Walking in a Windy Wonderland

Days 13-14, May 24-26
Experience 14: landscape 
The days following my musical bus fame, we ventured to local towns and studied more craters. We were fortunate to gain a tour of Sólheimar on the 24th, before we departed the following day. While leaving the community and it's wonderful accommodations was equally saddening, increased rain and wind made me fortunate for a dry bus and hours to sleepily gaze at the ever changing landscape. Our next hostel destination, Vagnsstadir, was surprisingly even more remotely located. The drive to this new region represented another complete change in scenery. One of my favorite parts of travel is staring out the window, lost in thought by the continually changing landscape. Iceland's geography is mesmerizing. It is difficult to find continually within the different regions of the country. Mountainous landscapes gradually fade away to be replaced by wide, flat regions, only to spring up again massive amongst the vast flatness. My favorite areas are comprised of ancient magma flows where thickly soft moss has flourished. The moss's effect results in each rock resembling soap spilling out of the holes in a sponge. Our weather has continually fluctuated - snow, wind, sun, fog - sometimes all at once. During our journey to the coastal Vagnsstadir, I was captivated by the foggy envelopment swirling around the Golden Goose. Enormous outcrops and ridges remained partially concealed by the stagnant mist, giving them a very eerie dimension. I was transfixed by this dichotomy between a concealed landscape and the enticement to explore. Eventually the mist parted and the rain lessened enough for us to find our hostel. I am writing this post from a cozy common room with an Icelandic midnight keeping my mind awake but my body tired. Beyond the window I can spot the sea. Originally I was unaware the ocean was so close because of the fog. Without a group member pointing this out, the sea would just be another grey cloud blending into the pale blue sky.
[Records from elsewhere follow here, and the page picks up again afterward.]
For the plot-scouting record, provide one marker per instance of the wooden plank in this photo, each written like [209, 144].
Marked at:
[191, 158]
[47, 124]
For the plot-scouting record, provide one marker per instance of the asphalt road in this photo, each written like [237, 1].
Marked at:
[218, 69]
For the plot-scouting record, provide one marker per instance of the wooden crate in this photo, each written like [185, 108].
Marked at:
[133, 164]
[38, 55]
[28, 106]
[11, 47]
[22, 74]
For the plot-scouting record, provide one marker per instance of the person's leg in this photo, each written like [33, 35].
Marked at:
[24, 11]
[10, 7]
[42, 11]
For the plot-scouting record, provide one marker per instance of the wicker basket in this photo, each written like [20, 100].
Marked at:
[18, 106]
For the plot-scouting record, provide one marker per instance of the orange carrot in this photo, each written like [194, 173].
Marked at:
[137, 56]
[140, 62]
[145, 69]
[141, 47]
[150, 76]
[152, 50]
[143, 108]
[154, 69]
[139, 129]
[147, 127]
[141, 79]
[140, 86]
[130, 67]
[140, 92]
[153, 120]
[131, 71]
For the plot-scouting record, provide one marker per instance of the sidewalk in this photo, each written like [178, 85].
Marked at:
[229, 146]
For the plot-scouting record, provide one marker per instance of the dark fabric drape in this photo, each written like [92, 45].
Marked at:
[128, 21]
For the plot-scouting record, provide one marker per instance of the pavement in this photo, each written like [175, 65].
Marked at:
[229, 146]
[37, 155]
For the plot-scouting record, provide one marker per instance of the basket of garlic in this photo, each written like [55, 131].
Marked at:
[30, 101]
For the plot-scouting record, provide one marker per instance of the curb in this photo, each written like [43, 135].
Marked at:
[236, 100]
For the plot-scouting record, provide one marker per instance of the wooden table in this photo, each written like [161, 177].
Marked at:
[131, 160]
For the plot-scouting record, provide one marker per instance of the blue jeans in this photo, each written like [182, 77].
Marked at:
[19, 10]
As full of emotion as fog can be, I am ready for some sunshine!! Hoping for warmth tomorrow. 

Day 15 May 26
Experience 15: Glacial Greetings II
So no warmth - only howling winds that have grown in great intensity. Winds encircled our small sleeping cottage, giving it a very Little House on the Prairie vibe. We emerged early this morning and were slightly more punctual than most days. Today was the day we visited GLACIER LAGOON (not to be confused with Blue Lagoon). Glacier Lagoon is located in a glacial outcrop plain, where miniature icebergs break from the glacier and flow out to sea. Vatanjökull is the second glacier we have visited and the largest found outside of Antartica. It's massive form is large enough to submerge neighboring mountains and its runoff is a bright crystal blue color. The theme of today was layering. The winds at Vatanjökull were the strongest I have ever felt. Perhaps if I had stayed away from the Icelandic cookies the wind would have been able to lift me from the ground. Despite the mental image, you can visualize the strong conditions we were facing. We again were fortunate to spot grey seals zipping through the water, comfortable in the freezing temperatures. With wind whipping my face, I eventually grew numb to the adversity and only focused on what I was seeing - Glaciers, Icebergs, the roaring North Atlantic, and playful seals. I often think about the drastically different environments I have occupied and each time think it could make a great cover story in Nat Geo (still dreaming). Presently, I was staring into electric blue water the farthest north I might ever traveled and struggling to take in all the sensations. My emotional capacity is not large enough for Iceland. 
Our professors were giddy with wonder at the looming glacier miles away and continued to hike towards the monstrosity. With the wind at our backs, the hike was only moderately strenuous. Eventually we realized there was no hope of touching the glacier unless we wished to make our visit to the lagoon overnight. After a group photo, we turned around to hike back to the Golden Goose. MISTAKE. The wind on the way back was straight lined and whirling with northern fury. We were immediately facing a struggle. It felt like we were preparing for war over Middle Earth. Despite this blustery battle the glacier exploration was completely rewarding. Our evening back at the hostel has been quiet, as we recover from the wind and contemplate the few days we have left together and on this prehistoric island.